New collaborative effort
Irish will use three coaches this season for play-calling.
It sounds like a promising sitcom pilot or maybe just the exhuming of an old one. Three’s Company? That’s the company line at least that head coach Brian Kelly is selling about how offensive play-calling will shake down in 11th-ranked Notre Dame’s season opener with Texas Saturday night — and for the foreseeable future.
“We are going to collaborate,” Kelly said Tuesday.
The “we” in the equation are first-year offensive coordinator Mike Sanford, long-time Kelly confidant and assistant head coach/wide receivers coach Mike Denbrock and Kelly.

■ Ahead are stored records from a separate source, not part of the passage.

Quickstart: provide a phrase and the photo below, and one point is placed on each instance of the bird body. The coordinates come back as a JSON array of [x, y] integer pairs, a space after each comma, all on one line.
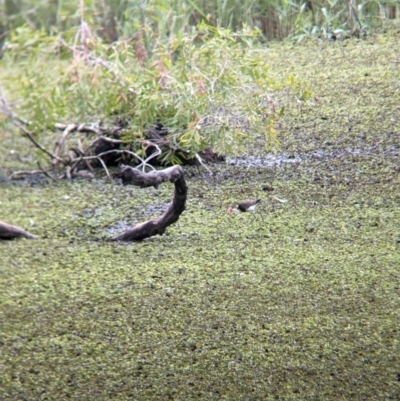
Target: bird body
[[247, 206]]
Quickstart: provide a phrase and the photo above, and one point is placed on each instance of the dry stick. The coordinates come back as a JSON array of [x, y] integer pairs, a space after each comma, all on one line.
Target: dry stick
[[16, 174], [59, 144], [83, 153], [7, 231], [156, 226], [199, 159], [105, 168], [46, 172]]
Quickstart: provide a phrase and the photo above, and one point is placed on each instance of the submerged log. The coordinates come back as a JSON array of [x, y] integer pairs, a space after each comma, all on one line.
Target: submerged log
[[156, 226], [7, 231]]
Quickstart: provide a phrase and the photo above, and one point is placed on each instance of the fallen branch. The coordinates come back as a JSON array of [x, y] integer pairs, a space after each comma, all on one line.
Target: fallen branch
[[156, 226], [7, 232]]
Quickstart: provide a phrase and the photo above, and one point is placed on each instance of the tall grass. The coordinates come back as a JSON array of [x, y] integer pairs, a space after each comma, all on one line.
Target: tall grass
[[124, 18]]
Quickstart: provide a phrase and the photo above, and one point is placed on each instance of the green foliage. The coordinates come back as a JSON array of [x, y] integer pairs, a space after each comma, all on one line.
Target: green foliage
[[125, 18], [211, 88]]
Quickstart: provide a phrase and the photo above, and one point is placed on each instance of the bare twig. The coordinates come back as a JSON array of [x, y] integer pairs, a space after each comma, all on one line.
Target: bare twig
[[200, 160], [20, 173], [59, 144], [105, 168]]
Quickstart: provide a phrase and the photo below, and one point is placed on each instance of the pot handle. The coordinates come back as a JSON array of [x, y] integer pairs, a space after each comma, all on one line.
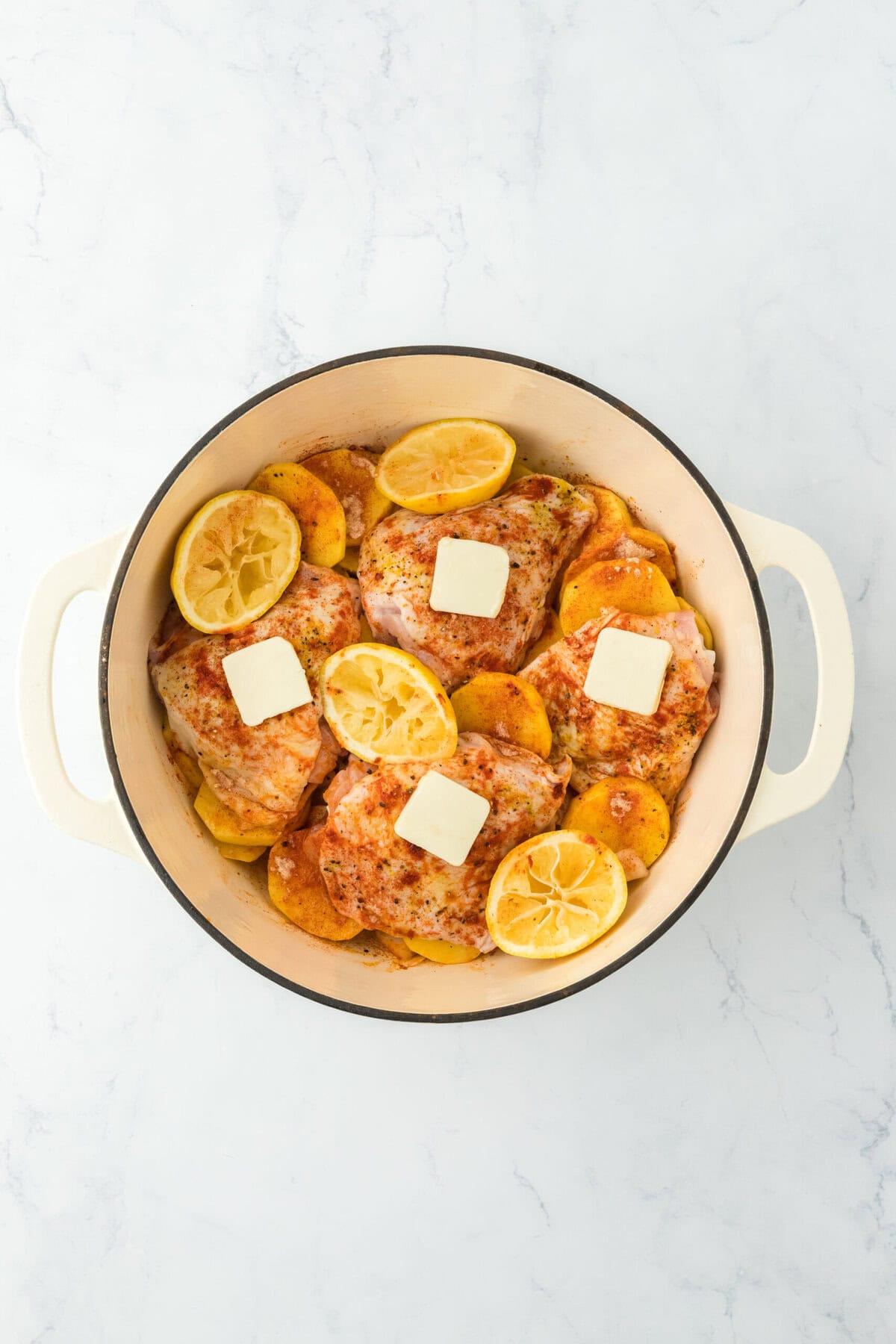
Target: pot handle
[[781, 796], [97, 820]]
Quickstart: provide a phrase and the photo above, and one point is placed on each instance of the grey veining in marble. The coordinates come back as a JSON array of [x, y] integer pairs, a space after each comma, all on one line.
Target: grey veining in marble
[[691, 205]]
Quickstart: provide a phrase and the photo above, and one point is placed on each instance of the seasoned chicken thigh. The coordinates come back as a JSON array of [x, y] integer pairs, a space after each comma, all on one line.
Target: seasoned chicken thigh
[[385, 882], [539, 522], [605, 741], [258, 772]]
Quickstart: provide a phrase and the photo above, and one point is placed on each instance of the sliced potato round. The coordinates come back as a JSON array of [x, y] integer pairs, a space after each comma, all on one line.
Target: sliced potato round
[[320, 514], [635, 586], [504, 706], [447, 953], [296, 887], [613, 511], [240, 853], [626, 813], [351, 475], [226, 826], [632, 544]]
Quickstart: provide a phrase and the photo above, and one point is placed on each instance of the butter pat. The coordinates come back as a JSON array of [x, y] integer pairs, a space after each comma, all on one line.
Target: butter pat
[[267, 679], [442, 818], [470, 577], [628, 671]]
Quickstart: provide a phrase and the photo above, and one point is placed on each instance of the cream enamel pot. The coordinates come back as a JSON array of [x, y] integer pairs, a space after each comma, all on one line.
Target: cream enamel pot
[[561, 425]]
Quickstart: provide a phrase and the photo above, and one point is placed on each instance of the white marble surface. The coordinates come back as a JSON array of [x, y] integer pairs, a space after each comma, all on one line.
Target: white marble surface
[[691, 205]]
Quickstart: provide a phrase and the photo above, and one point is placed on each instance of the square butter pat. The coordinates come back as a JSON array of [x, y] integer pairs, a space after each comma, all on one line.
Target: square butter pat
[[442, 818], [628, 671], [470, 577], [267, 679]]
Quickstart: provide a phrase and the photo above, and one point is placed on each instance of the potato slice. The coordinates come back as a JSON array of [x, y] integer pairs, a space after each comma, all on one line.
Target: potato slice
[[504, 706], [226, 826], [447, 953], [551, 633], [635, 586], [626, 813], [296, 887], [240, 853], [320, 514], [613, 511], [703, 625], [351, 475], [398, 947]]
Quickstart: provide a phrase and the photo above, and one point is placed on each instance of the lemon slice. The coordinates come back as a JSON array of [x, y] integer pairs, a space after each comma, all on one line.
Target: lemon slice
[[383, 705], [555, 894], [234, 559], [448, 464]]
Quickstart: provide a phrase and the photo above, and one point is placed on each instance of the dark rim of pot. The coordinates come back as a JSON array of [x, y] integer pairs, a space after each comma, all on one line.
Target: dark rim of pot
[[465, 352]]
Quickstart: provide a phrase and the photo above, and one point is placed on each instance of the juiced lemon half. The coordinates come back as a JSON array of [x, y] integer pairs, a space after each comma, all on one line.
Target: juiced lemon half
[[234, 559], [555, 894], [448, 464], [383, 705]]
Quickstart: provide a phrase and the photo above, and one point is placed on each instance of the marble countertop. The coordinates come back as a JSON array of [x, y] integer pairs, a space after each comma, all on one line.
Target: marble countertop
[[689, 205]]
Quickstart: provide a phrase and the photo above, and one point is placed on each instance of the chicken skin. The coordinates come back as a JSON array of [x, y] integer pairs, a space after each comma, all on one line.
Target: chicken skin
[[258, 772], [605, 741], [388, 883], [539, 522]]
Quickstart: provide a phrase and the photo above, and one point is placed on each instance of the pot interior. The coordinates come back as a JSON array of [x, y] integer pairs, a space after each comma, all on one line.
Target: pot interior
[[559, 428]]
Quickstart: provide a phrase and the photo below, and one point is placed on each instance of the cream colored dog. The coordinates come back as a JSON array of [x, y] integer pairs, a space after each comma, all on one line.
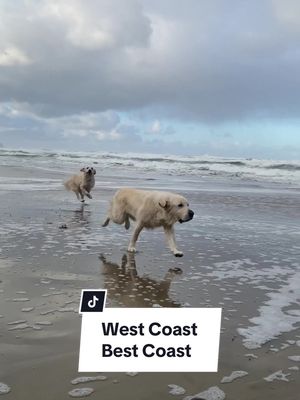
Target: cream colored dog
[[150, 209], [82, 184]]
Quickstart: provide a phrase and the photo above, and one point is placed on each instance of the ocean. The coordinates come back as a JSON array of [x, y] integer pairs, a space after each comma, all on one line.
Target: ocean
[[192, 168]]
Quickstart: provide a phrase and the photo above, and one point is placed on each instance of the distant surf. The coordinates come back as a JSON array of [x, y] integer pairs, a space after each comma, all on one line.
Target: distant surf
[[236, 168]]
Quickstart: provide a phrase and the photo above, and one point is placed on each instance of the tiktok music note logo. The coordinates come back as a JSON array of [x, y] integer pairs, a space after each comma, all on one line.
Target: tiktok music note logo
[[92, 303], [92, 300]]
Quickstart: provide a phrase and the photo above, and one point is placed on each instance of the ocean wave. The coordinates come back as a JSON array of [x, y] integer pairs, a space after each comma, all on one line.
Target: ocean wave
[[286, 167], [242, 168]]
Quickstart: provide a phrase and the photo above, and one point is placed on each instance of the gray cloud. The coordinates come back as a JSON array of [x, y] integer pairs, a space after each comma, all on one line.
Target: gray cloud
[[211, 61]]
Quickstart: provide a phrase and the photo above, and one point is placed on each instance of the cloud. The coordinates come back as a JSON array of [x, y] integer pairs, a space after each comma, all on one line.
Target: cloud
[[201, 61], [71, 70], [13, 56]]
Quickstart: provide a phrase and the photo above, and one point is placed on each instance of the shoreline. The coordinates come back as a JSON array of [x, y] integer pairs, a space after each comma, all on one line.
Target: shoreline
[[240, 249]]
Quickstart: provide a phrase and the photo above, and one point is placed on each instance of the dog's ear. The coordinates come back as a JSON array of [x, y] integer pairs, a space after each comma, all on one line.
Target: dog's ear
[[165, 204]]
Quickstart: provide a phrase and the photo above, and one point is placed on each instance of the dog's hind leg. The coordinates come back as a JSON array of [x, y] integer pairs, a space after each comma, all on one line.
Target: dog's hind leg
[[81, 196], [106, 222], [136, 232], [127, 222], [169, 232]]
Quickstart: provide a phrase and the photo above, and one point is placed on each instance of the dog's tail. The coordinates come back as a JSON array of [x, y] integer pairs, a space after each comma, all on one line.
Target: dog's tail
[[67, 185]]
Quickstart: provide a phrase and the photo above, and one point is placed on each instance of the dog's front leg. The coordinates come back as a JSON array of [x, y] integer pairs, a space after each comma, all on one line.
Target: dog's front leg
[[86, 193], [81, 198], [169, 232], [134, 238]]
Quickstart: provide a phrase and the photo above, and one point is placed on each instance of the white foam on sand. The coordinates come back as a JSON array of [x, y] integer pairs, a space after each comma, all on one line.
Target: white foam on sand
[[176, 390], [84, 379], [273, 320], [277, 376], [294, 358], [213, 393], [82, 392], [234, 375], [4, 388]]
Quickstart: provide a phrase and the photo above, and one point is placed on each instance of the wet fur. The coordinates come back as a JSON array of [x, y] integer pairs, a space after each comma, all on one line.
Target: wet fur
[[150, 209], [82, 184]]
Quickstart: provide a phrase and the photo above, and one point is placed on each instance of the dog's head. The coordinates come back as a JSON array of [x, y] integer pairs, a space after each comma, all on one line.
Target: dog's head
[[89, 171], [176, 207]]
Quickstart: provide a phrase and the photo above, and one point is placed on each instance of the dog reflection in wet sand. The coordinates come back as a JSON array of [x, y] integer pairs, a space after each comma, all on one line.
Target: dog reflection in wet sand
[[125, 285]]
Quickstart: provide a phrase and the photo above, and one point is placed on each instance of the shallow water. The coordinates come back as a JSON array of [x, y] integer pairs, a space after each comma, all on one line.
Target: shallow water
[[241, 252]]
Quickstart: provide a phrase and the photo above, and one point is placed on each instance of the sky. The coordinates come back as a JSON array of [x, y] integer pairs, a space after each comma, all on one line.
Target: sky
[[195, 77]]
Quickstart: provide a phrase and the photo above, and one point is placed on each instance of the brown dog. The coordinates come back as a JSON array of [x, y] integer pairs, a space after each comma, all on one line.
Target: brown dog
[[82, 184]]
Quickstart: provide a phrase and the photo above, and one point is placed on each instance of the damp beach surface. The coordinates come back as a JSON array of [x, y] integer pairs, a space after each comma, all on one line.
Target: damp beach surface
[[241, 253]]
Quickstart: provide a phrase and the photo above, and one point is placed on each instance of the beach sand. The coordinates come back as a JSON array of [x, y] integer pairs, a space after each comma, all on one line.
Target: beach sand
[[241, 253]]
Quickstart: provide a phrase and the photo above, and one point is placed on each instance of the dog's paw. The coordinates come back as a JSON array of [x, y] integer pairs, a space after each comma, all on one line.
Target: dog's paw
[[178, 253], [131, 249], [127, 225]]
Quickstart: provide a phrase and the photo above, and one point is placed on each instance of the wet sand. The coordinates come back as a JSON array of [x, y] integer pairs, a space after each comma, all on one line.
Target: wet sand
[[241, 252]]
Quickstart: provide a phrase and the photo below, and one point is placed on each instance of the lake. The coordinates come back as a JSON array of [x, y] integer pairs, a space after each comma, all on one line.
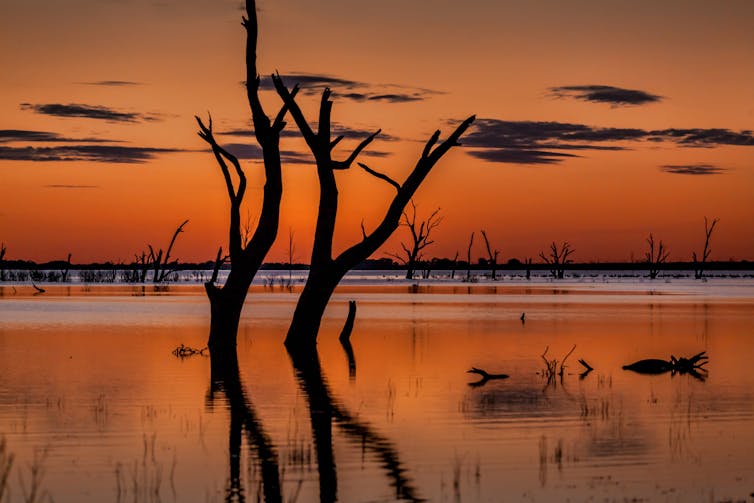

In his previous 24 seasons as a college head coach, Kelly has largely called his own plays. A one-year deviation in 2013 to former offensive coordinator Chuck Martin, now the head coach at Miami (Ohio), is a notable exception.
Denbrock didn’t deny, though, he had a larger hand in that role during Notre Dame’s Music City Bowl victory over LSU in December.
“I know you guys want more,” Kelly said to the media when pressed for the mechanics of how the collaboration is designed to work. “I’m just not going to give you much more than all three of us are collaborating. How it comes out to the signaller, we’re all in unison as to how we want the game to unfold.
“So we are all going to be working off the same play sheet. We are going to all be working off the same openers. We are going to all be working off the same down and distance sheet. So whether it’s coming out of Mike or Mike or Brian’s lips, is really immaterial as far as I’m concerned.”
What is material, or at least intriguing, is what the Sanford influence might look like, moving forward.
Kelly’s hiring of the 33-year-old represents a notable departure in the way the Irish head coach has done business when it comes to hiring coaches so close to the offensive decision-making process.
Familiarity has been Kelly’s comfort zone. This time he intentionally moved away from that.
That’s even coming off Notre Dame’s best national rankings under Kelly in total offense (32nd), passing offense (18th) scoring offense (38th), passing efficiency (30th) and third-down conversion percentage (14th), to go along with a troubling 98 ranking out of 125 in turnovers lost.